Rien ne permet de garantir que Volozh ou d’autres entrepreneurs de la tech seraient restés en Russie si Poutine n’avait pas décidé d’envahir l’Ukraine. Le brain drain dont souffre le secteur russe de l’IA a toutefois des conséquences sur les capacités du pays à soutenir le développement puis la mise sur le marché de modèles performants.
- La plupart des chatbots occidentaux — comme ChatGPT — étant interdits d’accès en Russie, les utilisateurs et le gouvernement russe reposent officiellement sur des assistants comme GigaChat, développé par Sberbank, ou bien Alice de Yandex.
- Ces derniers sont toutefois nettement moins performants que leurs concurrents américains, chinois ou européens.
- En 2024, OpenAI révélait que des responsables russes s’étaient servis de ChatGPT pour mener des campagnes de désinformation, délaissant ainsi des modèles développés en Russie 3.
- Le recours à des IA occidentales pour porter le narratif du Kremlin en ligne a notamment été théorisé par le propagandiste américano-russe John Mark Dougan, qui avait joué un rôle de premier plan dans la campagne de désinformation Storm-1516.
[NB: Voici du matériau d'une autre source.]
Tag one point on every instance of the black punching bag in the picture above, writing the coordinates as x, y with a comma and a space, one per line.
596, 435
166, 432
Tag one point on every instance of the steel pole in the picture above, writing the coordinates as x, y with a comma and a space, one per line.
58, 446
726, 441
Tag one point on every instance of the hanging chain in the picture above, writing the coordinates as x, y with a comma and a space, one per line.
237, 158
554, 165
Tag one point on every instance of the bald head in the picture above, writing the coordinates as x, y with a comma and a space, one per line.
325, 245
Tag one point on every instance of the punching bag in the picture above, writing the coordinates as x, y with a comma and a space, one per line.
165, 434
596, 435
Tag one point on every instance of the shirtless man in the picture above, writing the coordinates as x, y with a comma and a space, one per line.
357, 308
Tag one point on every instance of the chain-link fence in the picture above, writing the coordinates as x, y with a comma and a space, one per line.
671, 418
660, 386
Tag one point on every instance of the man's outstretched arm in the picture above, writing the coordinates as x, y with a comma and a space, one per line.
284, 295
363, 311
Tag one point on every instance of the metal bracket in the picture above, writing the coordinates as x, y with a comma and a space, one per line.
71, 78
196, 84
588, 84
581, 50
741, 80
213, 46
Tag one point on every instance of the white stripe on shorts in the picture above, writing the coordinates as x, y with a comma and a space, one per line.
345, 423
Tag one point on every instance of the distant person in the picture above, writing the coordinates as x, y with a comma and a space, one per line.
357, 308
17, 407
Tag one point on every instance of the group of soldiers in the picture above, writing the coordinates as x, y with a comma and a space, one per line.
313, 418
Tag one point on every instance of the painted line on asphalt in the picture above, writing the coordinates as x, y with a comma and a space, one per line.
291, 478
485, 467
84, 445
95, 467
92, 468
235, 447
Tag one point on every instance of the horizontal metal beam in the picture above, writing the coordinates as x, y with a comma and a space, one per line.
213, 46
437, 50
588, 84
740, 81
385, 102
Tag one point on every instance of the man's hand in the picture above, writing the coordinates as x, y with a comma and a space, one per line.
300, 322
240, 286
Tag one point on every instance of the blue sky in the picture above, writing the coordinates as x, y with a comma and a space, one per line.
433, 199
- En février, Dougan affirmait que la Russie était en train de perdre la guerre de l’information car elle n’était pas en mesure « d’amplifier » suffisamment ses récits, notamment sur la guerre en Ukraine.
- Afin d’y remédier, il proposait de débloquer des financements visant à entraîner des modèles d’IA russes pensés pour amplifier la propagande du Kremlin : « À l’heure actuelle, il n’existe pas de très bons modèles permettant à l’IA d’amplifier les informations russes, car elle a été formée à partir de sources médiatiques occidentales. Il en résulte un parti pris pour l’Occident. Nous devons commencer à former des modèles d’IA sans ce biais ».
Si elle est en retard dans le développement de LLM et de chatbots, la Russie figure toutefois parmi les pays les plus en pointe en matière d’application militaire de l’IA. Les derniers drones Shahed développés par Moscou ne sont désormais plus sensibles aux technologies de brouillage de GPS car ils sont pilotés par des IA qui utilisent les réseaux internet et mobiles ukrainiens.
Sources
- Павел Красномовец, « Из России десятками тысяч уезжают IТ-специалисты. EPAM, DataArt и Luxoft заявили о закрытии офисов. Действительно ли они уходят (Обновлено) », Forbes, 28 mars 2022.
- John Keegan, « How Nebius emerged from Russia and became one of Nvidia’s top-performing investments », Sherwood News, 16 juin 2025.
- AI and Covert Influence Operations : Latest Trends, OpenAI, mai 2024.